It is believed that it is impossible to leak memory with Rust, that is not true. Although is way more difficult to leak memory in Rust than in other languages, it can happen, sometimes by accident, and sometimes, by design. In this article we will explore some cases where leaking memory is useful.

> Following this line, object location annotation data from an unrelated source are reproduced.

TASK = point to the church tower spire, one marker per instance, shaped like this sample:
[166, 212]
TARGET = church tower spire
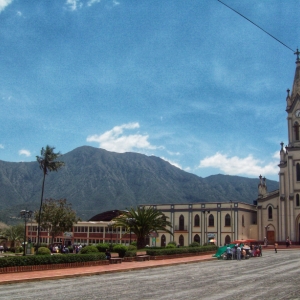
[296, 85]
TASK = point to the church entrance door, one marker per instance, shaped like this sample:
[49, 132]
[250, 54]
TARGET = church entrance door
[271, 237]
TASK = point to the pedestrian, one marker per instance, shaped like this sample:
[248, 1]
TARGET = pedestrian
[287, 242]
[228, 252]
[107, 253]
[238, 252]
[275, 247]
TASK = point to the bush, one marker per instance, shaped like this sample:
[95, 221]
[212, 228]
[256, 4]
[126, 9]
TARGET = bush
[49, 259]
[130, 253]
[102, 247]
[89, 250]
[172, 243]
[181, 250]
[121, 249]
[131, 248]
[43, 251]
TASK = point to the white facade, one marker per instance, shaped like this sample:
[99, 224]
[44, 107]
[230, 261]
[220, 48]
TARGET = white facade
[279, 211]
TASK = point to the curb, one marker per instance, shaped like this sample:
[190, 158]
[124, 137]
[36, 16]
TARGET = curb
[129, 269]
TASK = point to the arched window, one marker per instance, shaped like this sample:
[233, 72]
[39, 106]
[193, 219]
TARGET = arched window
[227, 240]
[296, 131]
[197, 238]
[270, 213]
[298, 171]
[211, 220]
[227, 220]
[197, 221]
[181, 222]
[163, 241]
[181, 240]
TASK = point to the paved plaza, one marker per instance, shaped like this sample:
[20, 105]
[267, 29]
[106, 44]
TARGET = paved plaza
[273, 276]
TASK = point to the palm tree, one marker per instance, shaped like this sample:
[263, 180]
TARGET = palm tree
[48, 163]
[13, 234]
[142, 222]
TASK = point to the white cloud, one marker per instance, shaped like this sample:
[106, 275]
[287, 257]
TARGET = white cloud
[236, 165]
[4, 3]
[91, 2]
[24, 152]
[115, 139]
[73, 4]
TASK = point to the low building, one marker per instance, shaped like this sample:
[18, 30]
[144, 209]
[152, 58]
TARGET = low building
[220, 223]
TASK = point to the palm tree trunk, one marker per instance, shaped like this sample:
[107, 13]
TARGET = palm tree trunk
[40, 211]
[141, 242]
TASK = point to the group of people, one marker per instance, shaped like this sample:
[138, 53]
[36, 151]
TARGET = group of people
[239, 251]
[58, 248]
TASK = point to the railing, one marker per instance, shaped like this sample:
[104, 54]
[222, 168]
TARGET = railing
[180, 228]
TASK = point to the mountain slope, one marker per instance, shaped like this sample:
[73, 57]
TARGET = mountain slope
[95, 180]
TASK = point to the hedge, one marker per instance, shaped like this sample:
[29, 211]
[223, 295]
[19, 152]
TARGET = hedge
[48, 259]
[180, 250]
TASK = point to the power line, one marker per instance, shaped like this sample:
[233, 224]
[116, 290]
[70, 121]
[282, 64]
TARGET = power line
[256, 25]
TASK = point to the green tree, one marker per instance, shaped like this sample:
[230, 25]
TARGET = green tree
[14, 234]
[57, 216]
[48, 163]
[146, 220]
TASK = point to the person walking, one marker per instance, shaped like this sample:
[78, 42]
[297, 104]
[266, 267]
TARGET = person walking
[238, 252]
[275, 247]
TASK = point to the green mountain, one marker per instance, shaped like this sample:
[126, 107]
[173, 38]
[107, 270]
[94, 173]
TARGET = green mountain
[95, 180]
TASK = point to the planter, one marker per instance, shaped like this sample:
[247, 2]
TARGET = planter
[128, 259]
[180, 255]
[53, 266]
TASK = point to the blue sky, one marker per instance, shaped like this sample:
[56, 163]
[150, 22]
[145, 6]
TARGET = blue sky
[189, 81]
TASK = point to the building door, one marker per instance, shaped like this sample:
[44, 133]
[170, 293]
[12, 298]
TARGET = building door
[271, 237]
[163, 241]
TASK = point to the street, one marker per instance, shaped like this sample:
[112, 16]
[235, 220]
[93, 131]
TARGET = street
[273, 276]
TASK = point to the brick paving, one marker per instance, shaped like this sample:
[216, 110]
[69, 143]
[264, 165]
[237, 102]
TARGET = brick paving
[123, 267]
[96, 270]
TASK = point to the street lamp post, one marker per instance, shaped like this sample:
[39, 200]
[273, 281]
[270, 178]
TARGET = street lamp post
[130, 222]
[205, 223]
[26, 215]
[110, 226]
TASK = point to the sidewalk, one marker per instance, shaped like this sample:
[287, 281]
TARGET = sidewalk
[97, 270]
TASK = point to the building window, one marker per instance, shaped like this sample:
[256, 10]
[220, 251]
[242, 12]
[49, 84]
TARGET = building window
[163, 241]
[211, 220]
[181, 240]
[227, 220]
[296, 130]
[197, 221]
[197, 238]
[270, 213]
[227, 240]
[181, 222]
[298, 171]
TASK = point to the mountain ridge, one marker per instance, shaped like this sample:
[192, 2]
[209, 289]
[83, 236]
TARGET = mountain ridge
[95, 180]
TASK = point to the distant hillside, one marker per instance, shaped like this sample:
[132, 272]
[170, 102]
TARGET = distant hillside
[95, 180]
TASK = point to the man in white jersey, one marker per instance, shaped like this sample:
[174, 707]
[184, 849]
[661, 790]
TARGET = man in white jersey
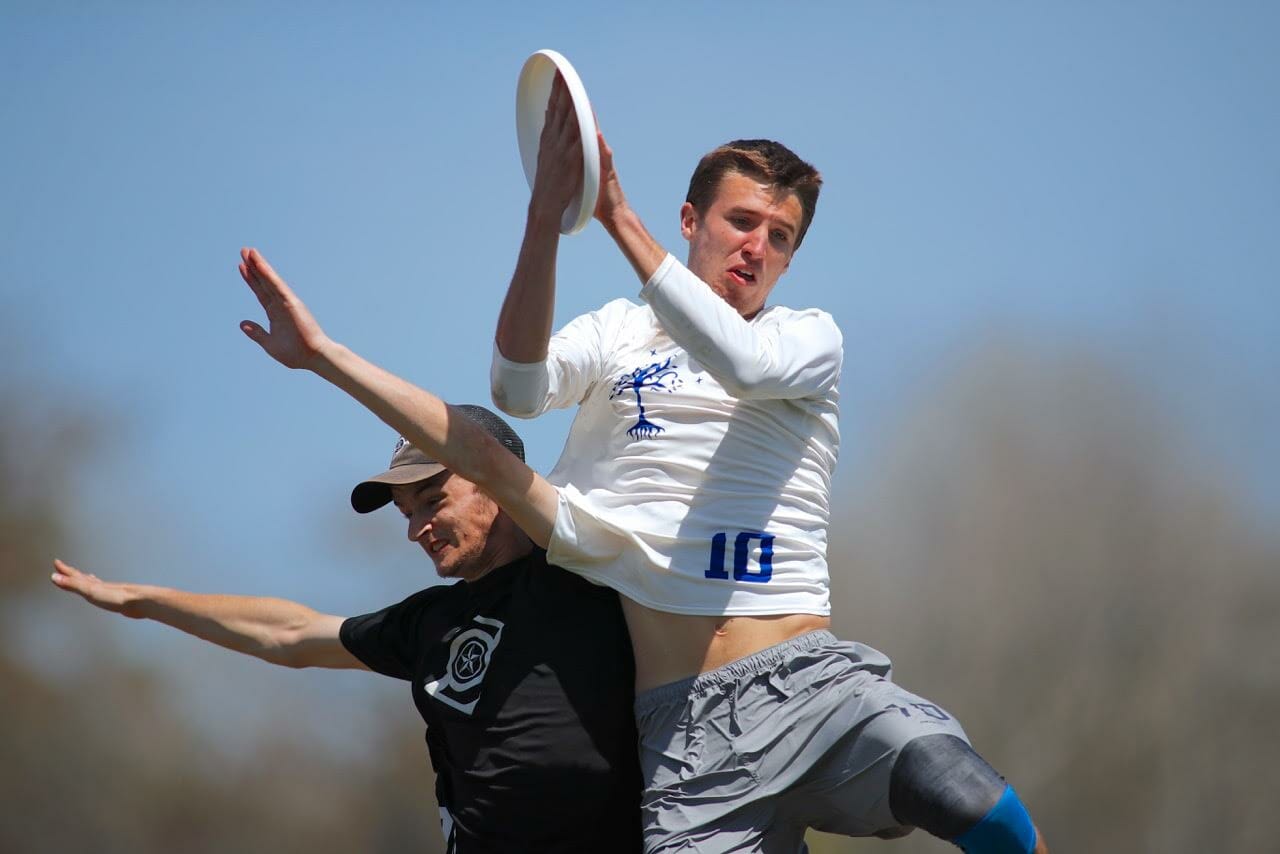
[753, 726]
[695, 482]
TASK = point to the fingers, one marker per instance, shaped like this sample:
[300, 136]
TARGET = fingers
[65, 575]
[255, 333]
[263, 278]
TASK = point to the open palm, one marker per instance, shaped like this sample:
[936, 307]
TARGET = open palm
[293, 337]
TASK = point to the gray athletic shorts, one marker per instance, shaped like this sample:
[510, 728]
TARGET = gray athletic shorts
[803, 734]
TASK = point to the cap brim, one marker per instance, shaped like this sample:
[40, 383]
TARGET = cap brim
[376, 492]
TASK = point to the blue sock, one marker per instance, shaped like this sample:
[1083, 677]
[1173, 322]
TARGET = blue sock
[1005, 830]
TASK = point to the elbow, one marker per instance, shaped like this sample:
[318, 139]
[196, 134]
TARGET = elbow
[515, 405]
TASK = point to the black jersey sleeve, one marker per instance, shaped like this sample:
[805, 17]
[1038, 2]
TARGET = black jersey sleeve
[389, 640]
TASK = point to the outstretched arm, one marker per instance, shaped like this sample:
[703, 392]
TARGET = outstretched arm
[296, 339]
[525, 322]
[275, 630]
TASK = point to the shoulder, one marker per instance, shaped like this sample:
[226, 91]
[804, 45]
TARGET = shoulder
[565, 581]
[808, 322]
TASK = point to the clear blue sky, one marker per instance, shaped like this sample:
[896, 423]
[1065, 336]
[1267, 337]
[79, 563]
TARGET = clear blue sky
[1098, 174]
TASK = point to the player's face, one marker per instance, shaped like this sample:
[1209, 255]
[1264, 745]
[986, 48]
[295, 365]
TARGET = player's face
[451, 519]
[743, 242]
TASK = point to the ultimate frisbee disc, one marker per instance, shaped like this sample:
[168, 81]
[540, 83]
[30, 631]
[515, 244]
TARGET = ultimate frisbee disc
[533, 91]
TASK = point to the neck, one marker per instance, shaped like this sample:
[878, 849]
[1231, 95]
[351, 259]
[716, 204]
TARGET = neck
[506, 543]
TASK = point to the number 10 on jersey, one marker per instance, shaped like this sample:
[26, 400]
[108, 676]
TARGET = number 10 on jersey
[745, 569]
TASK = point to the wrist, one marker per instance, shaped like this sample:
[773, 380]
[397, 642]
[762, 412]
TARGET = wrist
[543, 222]
[617, 219]
[327, 356]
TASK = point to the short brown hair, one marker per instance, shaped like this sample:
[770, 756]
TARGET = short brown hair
[771, 161]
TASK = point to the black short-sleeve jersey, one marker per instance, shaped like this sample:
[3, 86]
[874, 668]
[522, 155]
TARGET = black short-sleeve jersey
[525, 679]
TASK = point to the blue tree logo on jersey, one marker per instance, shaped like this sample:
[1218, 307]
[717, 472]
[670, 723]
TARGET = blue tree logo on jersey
[659, 375]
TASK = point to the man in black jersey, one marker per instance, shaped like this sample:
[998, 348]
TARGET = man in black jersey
[521, 671]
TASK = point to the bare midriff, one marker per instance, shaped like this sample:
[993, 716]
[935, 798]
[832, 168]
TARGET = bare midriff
[671, 647]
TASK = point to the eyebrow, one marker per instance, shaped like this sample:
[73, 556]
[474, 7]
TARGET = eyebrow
[791, 229]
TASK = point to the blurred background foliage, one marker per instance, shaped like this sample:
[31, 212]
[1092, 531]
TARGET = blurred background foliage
[1032, 540]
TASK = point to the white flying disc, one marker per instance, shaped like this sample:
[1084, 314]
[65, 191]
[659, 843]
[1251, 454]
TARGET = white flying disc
[533, 92]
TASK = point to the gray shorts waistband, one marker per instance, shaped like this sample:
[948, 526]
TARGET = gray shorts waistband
[749, 666]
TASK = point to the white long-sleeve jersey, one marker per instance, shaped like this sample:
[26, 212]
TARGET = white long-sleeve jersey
[696, 475]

Sharing memory between threads

Imagine that you have a value that it does not change and needs to be shared across several threads. If the value can be initialized with constant functions or values, you can use the static keyword. But what if the value to be shared is not constant? What are the options?

Using Arc<T>

Arc<T> is a smart pointer that allow us to share a value safely between threads. ”Arc” stands for “Atomically Reference Counted”. The value owned by the Arc can be read from different threads. Every time an Arc is cloned, the internal counter is incremented by one, and every time an Arc is dropped, the internal counter is decremented by one. Once the counter goes from 1 to 0, the resource owned by the Arc is cleaned up. For example:

 1
 2
 3
 4
 5
 6
 7
 8
 9
10
11
12
13
14
15
16
17
18
19
20
21
use std::env;
use std::sync::Arc;
use std::thread;

fn main() {
    let name: String = env::args().collect::<Vec<String>>().remove(1);
    let person_name: Arc<String> = Arc::new(name);

    let p = person_name.clone();
    let t1 = thread::spawn(move || {
        println!("Hello {p}");
    });

    let p = person_name.clone();
    let t2 = thread::spawn(move || {
        println!("Bye {p}");
    });

    let _ = t1.join();
    let _ = t2.join();
}

This program receives a name by argument and spawns two threads that read that value. In this example there is no leak: Once the threads finish executing, the Arc is dropped and when the main thread exits, the value is cleaned up, since the Arc owned by the main function is the last reference to the name.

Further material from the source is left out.